I used to think that was the case. I was positive that the only sports I could ever coach would be triathlon, or its sub sports. I remember a (heated) discussion I had with one of my lecturers at university during the first few months of my first year. My argument was that there is no way someone who have never competed in a certain sport could coach it. The discussion came to an end when the class ended, after both of us tried to make our point, much to the amusement of the rest of my classmates :)

Needless to say, I was wrong and he was right. By graduation, I even admitted it out loud... especially because I managed to land a job with Yachting NZ as their coach development manager. I have never sailed, even though I was eager to learn. I never ended up taking that position because of immigration rules. Its a bit of a long story... so lets just say that I couldn't get a work visa in time and ended up in Victoria, BC instead. Funny how things turn out...

The first time I realized I can coach a sport I never competed in, was when I started working with 5-14 year old kids as a track & field coach at the end of my first year in university. Since my education consist of a sports coaching degree, I spend a lot of time coaching... we had to spend a significant amount of time coaching U14 teams.

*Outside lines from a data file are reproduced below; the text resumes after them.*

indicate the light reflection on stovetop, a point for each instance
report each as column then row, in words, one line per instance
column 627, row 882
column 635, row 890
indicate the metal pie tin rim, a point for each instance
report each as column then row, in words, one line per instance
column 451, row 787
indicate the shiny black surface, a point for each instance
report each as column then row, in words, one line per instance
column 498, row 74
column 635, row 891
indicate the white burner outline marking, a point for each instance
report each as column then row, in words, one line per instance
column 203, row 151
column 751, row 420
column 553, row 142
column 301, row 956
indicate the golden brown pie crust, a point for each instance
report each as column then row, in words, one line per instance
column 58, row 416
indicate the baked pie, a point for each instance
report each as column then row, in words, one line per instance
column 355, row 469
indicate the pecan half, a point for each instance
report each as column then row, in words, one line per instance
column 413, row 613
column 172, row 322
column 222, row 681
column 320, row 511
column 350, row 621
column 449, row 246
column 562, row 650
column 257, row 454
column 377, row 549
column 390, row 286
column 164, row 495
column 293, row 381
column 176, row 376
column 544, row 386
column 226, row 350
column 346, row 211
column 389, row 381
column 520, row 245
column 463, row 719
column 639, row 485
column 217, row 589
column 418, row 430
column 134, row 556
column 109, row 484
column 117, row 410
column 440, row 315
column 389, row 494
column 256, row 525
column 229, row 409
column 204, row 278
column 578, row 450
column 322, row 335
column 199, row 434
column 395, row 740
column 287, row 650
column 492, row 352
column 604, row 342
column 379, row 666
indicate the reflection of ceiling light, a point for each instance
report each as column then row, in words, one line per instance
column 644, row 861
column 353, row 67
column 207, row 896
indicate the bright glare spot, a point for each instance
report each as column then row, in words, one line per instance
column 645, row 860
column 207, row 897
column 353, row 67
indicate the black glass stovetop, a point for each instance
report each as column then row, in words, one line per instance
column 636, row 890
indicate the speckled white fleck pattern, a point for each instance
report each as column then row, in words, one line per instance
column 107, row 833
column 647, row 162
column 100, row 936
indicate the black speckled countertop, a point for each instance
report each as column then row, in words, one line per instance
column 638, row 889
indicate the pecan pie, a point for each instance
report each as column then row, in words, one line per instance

I have always supplemented my triathlon training with cross country racing and road running. I was a part of the national development track and field team, as a middle distance and cross country runner, but I never did any of the field events. When I started coaching the kids at the Sumner running club, I coached them for ALL track & field events, even those that I never competed in, and I was coaching them with a lot of success... out club was growing rapidly and we were well ranked in the south island. I liked it so much, that I stayed for the cross country season and then for another 2 full seasons. The only reason I left was because I moved to Canada!

I work closely with endurance athletes on a daily basis. I have coached marathon and ultramarathon runners, even though I never ran either myself ( I will this year though). I have coached countless Ironman triathletes, even though I used to be an ITU girl, that dabbled in the 70.3 distance every now and then.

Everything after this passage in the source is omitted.